# Need help from the ladies.



## kevint (Mar 14, 2009)

This is so hard. Ok ladies can you please give me some pointers about giving my wife some good oral sex. I want to really drive her crazy with my tongue. Please help.:scratchhead:


----------



## YinPrincess (Jul 31, 2011)

Uhm.. Ask her? 
_Posted via Mobile Device_


----------



## raising5boyz (Nov 8, 2008)

As with all 'how to please' type questions....depends on her! For me.....soft and slow is best. Fingers inside too....soft, slow, gentle....


----------



## SunnyT (Jun 22, 2011)

Google


----------



## janesmith (Nov 29, 2010)

The best oral sex begins with touching everywhere but miss kitty first. I like to have oral sex when im already aroused. It just feels better. Even when you get between her legs dont go for the button first. You have a whole expanse of leg, back of knee, inner thigh to lick and kisss. and use your hands. Massage the lips of her vagina. Use the heel of your hand. Stop and start, you dont want to make her sore. lay in her crotch and blow hot breath on her clitoris while barely touching her with you tonge

You can engage in a little finger action while the main even is going on right away because you are already lubricated. Pay attention to the movement of your wife's hip and the hardness of her nipples. Both tell you clearly what is pleasing your woman. PAY ATTENTION. Some men think the amount of noise a woman makes indicates the level of her arousal. Sometimes we do that more for you. When the real deal is going down, most of us are too busy trying not to clamp your head between our thighs to be caterwauling like cats. (porn side effect, im afraid)

Please dont rush this. Be creative. The tongue is flexible and can move in lots of directions. Use that to your advantage. Start slow or dont bother. Chewing, battering and further assault on the clitoris will get banned from your wifes nether regions thats for sure. 

Change up the stroke. Fast, slow, short, long, in circles, figure eights, lol. Follow her hips, they will tell you when you are doing it right

Good luck dude

oh yeah, tell her pretty she is down there. Tell her she tastes yummy, and be vocal as if you were eating the most lucious thing you can think of. Moan a little. Thats hot.


----------



## YinPrincess (Jul 31, 2011)

Really good advice here... Not having a little feedback personally makes me feel insecure, my mind wanders (is he enjoying himself or just sucking it up?), then forget about it... I start thinking it's not enjoyable for him and pull him off lol Maybe it's why I've never really liked receiving oral sex? 

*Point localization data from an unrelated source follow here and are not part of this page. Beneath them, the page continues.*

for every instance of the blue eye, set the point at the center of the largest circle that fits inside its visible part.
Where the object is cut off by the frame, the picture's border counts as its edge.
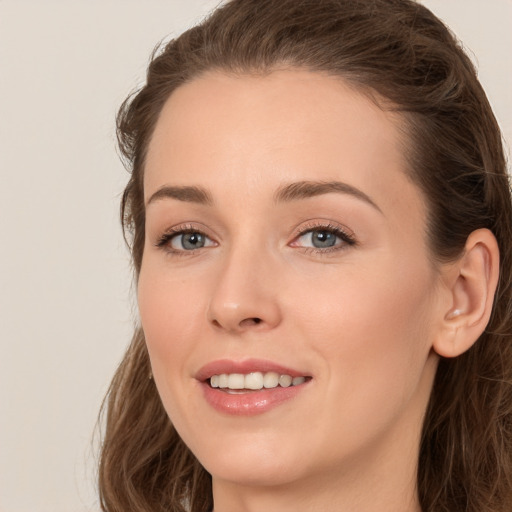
(184, 240)
(327, 238)
(321, 239)
(188, 241)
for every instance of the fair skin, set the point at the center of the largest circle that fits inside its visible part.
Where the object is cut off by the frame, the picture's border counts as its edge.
(335, 283)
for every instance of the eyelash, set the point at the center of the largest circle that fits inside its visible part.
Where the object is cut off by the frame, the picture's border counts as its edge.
(344, 235)
(164, 241)
(348, 239)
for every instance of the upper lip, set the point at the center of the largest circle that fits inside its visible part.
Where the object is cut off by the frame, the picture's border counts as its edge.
(246, 366)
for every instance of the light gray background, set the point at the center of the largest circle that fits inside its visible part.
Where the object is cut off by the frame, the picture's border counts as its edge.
(65, 285)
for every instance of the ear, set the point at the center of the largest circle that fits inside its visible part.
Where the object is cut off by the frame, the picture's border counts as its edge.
(471, 284)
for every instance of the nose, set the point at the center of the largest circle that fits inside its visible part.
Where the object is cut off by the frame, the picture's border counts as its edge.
(245, 294)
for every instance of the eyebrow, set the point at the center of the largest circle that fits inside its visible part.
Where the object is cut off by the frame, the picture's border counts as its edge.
(189, 194)
(306, 189)
(289, 192)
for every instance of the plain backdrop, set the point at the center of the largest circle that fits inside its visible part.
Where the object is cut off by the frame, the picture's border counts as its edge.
(66, 304)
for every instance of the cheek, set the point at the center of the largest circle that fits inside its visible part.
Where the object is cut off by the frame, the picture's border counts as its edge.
(374, 331)
(169, 315)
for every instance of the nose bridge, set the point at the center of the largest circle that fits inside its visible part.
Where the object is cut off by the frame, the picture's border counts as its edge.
(245, 294)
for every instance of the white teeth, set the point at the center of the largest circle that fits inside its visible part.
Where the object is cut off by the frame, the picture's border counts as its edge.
(285, 381)
(298, 380)
(270, 380)
(254, 380)
(223, 380)
(236, 381)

The above reference to enjoying a woman much like a fine dish hit home for me just now. My husband slowly and deliberately consumes everything he eats, but seems to rush with me... 

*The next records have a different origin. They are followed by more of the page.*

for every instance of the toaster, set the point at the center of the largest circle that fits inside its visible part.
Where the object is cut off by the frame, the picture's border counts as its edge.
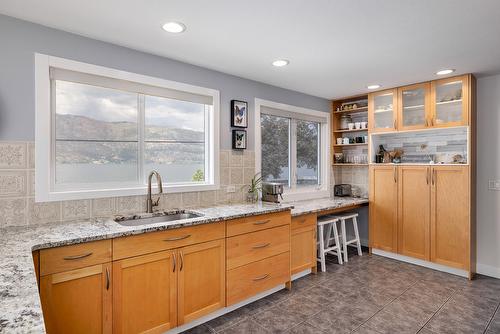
(342, 190)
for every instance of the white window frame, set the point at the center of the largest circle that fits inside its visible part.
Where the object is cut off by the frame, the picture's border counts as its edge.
(298, 193)
(45, 141)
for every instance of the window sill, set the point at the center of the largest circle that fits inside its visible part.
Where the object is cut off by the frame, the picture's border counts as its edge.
(121, 192)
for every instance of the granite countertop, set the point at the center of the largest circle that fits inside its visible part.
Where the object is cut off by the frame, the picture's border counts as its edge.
(317, 205)
(20, 309)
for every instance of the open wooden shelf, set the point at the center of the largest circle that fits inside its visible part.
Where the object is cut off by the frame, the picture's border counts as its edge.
(347, 130)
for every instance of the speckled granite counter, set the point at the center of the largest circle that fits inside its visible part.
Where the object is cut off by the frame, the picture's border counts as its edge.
(20, 310)
(317, 205)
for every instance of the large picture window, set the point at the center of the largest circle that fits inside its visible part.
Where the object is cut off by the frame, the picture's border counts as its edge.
(106, 133)
(293, 147)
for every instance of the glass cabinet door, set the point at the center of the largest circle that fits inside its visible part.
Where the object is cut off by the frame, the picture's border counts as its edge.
(449, 101)
(414, 110)
(381, 108)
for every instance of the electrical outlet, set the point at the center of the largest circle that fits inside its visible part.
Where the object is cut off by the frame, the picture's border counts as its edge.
(494, 185)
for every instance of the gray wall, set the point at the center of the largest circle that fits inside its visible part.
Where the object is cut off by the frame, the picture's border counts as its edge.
(488, 168)
(21, 39)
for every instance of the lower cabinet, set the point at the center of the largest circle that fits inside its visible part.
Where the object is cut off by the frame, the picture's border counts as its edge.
(155, 292)
(78, 301)
(303, 243)
(145, 293)
(414, 211)
(383, 208)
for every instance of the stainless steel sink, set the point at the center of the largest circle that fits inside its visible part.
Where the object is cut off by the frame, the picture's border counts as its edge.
(157, 218)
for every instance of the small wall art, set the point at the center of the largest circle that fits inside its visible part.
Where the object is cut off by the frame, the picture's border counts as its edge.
(239, 114)
(239, 139)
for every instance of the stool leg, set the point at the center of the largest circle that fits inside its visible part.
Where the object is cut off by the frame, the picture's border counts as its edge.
(322, 248)
(344, 239)
(356, 234)
(337, 243)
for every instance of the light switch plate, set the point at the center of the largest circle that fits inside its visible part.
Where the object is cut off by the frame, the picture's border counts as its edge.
(494, 185)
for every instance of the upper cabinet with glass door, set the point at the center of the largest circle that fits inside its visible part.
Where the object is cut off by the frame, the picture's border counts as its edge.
(382, 108)
(450, 102)
(414, 106)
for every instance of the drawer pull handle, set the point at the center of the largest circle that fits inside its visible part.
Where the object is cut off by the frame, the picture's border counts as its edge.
(261, 245)
(262, 222)
(178, 238)
(260, 278)
(77, 257)
(107, 279)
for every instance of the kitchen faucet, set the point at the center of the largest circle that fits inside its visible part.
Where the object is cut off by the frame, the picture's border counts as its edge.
(149, 203)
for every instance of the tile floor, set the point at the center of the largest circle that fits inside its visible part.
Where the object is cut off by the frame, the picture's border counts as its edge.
(371, 295)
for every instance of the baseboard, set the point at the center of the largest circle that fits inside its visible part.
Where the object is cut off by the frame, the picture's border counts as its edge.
(422, 263)
(486, 270)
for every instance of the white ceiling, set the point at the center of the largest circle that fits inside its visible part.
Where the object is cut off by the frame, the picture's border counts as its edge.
(335, 47)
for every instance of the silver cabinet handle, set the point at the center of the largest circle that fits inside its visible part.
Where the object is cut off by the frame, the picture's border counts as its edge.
(260, 278)
(182, 261)
(107, 279)
(77, 257)
(178, 238)
(262, 222)
(261, 245)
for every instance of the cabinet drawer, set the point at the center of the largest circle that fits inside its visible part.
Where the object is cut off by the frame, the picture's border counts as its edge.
(304, 220)
(59, 259)
(247, 281)
(157, 241)
(251, 247)
(257, 223)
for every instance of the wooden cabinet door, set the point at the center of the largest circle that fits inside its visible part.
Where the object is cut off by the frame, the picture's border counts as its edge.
(382, 111)
(201, 279)
(303, 248)
(383, 207)
(145, 293)
(414, 107)
(78, 301)
(414, 207)
(450, 101)
(450, 216)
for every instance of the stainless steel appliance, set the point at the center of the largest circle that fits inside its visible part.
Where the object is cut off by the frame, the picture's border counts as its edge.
(272, 192)
(342, 190)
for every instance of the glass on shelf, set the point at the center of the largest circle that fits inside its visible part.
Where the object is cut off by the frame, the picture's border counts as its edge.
(448, 102)
(383, 111)
(414, 107)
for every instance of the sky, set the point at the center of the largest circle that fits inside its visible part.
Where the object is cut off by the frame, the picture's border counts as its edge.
(111, 105)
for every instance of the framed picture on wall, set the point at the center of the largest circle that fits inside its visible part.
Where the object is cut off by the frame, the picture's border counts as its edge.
(239, 139)
(239, 114)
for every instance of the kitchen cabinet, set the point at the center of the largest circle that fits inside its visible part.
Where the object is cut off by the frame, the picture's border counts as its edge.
(450, 101)
(414, 107)
(450, 218)
(383, 207)
(145, 293)
(78, 300)
(382, 111)
(303, 243)
(414, 207)
(201, 280)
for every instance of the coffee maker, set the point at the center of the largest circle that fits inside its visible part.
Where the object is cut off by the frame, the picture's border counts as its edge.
(272, 192)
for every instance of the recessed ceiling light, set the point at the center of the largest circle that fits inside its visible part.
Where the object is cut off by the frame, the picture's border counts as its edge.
(174, 27)
(444, 72)
(281, 62)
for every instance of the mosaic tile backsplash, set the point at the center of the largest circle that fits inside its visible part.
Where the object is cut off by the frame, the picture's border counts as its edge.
(420, 147)
(17, 190)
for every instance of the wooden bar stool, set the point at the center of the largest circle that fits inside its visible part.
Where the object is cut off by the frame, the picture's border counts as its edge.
(345, 242)
(325, 239)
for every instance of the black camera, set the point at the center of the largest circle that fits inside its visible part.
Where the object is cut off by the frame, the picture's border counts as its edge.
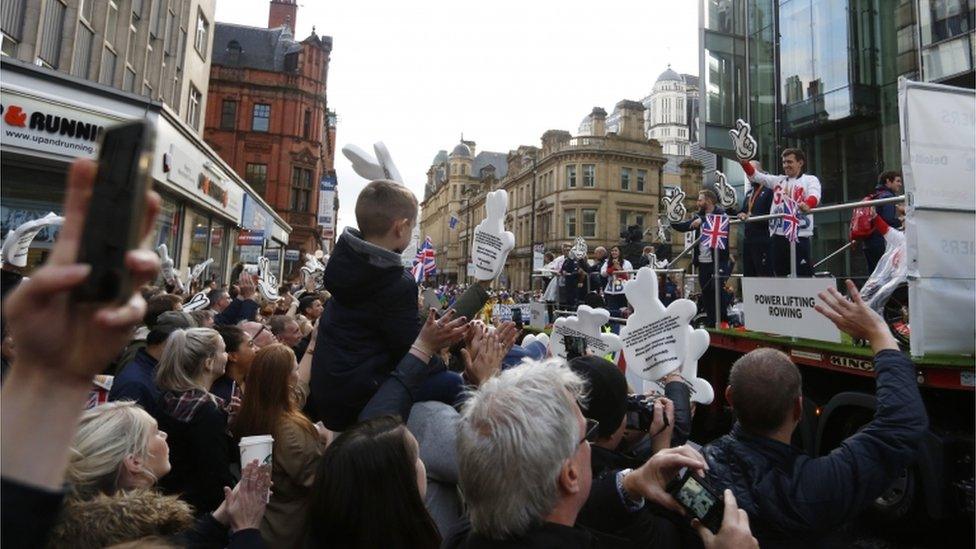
(640, 412)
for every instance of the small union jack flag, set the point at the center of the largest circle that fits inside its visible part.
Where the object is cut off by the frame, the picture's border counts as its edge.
(424, 265)
(790, 221)
(715, 231)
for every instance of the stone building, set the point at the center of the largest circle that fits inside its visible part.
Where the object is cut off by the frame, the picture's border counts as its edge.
(591, 185)
(268, 115)
(156, 48)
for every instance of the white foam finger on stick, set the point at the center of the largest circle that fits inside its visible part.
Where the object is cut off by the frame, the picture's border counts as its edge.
(588, 326)
(17, 243)
(491, 242)
(655, 337)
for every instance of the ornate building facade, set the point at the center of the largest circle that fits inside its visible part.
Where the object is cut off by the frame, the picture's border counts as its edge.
(592, 185)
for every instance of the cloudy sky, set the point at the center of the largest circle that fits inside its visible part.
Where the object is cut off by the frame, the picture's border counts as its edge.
(415, 74)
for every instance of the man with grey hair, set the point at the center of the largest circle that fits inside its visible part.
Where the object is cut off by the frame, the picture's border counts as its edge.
(524, 463)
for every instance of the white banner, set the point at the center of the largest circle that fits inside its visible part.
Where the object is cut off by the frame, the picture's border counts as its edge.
(784, 306)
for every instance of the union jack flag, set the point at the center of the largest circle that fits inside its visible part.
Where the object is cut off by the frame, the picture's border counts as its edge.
(424, 265)
(715, 231)
(790, 222)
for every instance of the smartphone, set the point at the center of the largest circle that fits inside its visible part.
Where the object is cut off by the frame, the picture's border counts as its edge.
(699, 499)
(116, 211)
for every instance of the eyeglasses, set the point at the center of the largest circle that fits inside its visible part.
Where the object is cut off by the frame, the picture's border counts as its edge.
(592, 432)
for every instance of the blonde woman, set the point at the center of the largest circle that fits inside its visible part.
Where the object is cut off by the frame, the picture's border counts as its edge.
(117, 456)
(194, 418)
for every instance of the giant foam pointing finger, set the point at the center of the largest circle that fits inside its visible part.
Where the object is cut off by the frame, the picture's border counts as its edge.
(491, 242)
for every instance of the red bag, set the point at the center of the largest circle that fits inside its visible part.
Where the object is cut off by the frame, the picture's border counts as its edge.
(862, 220)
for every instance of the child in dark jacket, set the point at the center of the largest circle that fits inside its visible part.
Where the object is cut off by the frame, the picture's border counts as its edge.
(372, 319)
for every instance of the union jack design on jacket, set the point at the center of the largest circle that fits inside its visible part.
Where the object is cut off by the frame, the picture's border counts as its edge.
(715, 231)
(424, 264)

Follow the advice above and I'm sure any woman would be grateful and more than willing to enthusiastically return the favor! 
_Posted via Mobile Device_


----------



## ChubbieOwl (Nov 19, 2011)

janesmith said:


> The best oral sex begins with touching everywhere but miss kitty first. I like to have oral sex when im already aroused. It just feels better. Even when you get between her legs dont go for the button first. You have a whole expanse of leg, back of knee, inner thigh to lick and kisss. and use your hands. Massage the lips of her vagina. Use the heel of your hand. Stop and start, you dont want to make her sore. lay in her crotch and blow hot breath on her clitoris while barely touching her with you tonge
> 
> You can engage in a little finger action while the main even is going on right away because you are already lubricated. Pay attention to the movement of your wife's hip and the hardness of her nipples. Both tell you clearly what is pleasing your woman. PAY ATTENTION. Some men think the amount of noise a woman makes indicates the level of her arousal. Sometimes we do that more for you. When the real deal is going down, most of us are too busy trying not to clamp your head between our thighs to be caterwauling like cats. (porn side effect, im afraid)
> 
> ...


:iagree::iagree::iagree:

Tease, tease, tease! And yes, let her know you are enjoying it too, to help her relax. Many woman worry a little about what their man thinks while he is down there, so let her know you love it and she will respond.


----------



## kevint (Mar 14, 2009)

janesmith said:


> The best oral sex begins with touching everywhere but miss kitty first. I like to have oral sex when im already aroused. It just feels better. Even when you get between her legs dont go for the button first. You have a whole expanse of leg, back of knee, inner thigh to lick and kisss. and use your hands. Massage the lips of her vagina. Use the heel of your hand. Stop and start, you dont want to make her sore. lay in her crotch and blow hot breath on her clitoris while barely touching her with you tonge
> 
> You can engage in a little finger action while the main even is going on right away because you are already lubricated. Pay attention to the movement of your wife's hip and the hardness of her nipples. Both tell you clearly what is pleasing your woman. PAY ATTENTION. Some men think the amount of noise a woman makes indicates the level of her arousal. Sometimes we do that more for you. When the real deal is going down, most of us are too busy trying not to clamp your head between our thighs to be caterwauling like cats. (porn side effect, im afraid)
> 
> ...


[/

Thanks Jane for the tips.:smthumbup:


----------



## janesmith (Nov 29, 2010)

you are totally welcomed. let us know how it goes


----------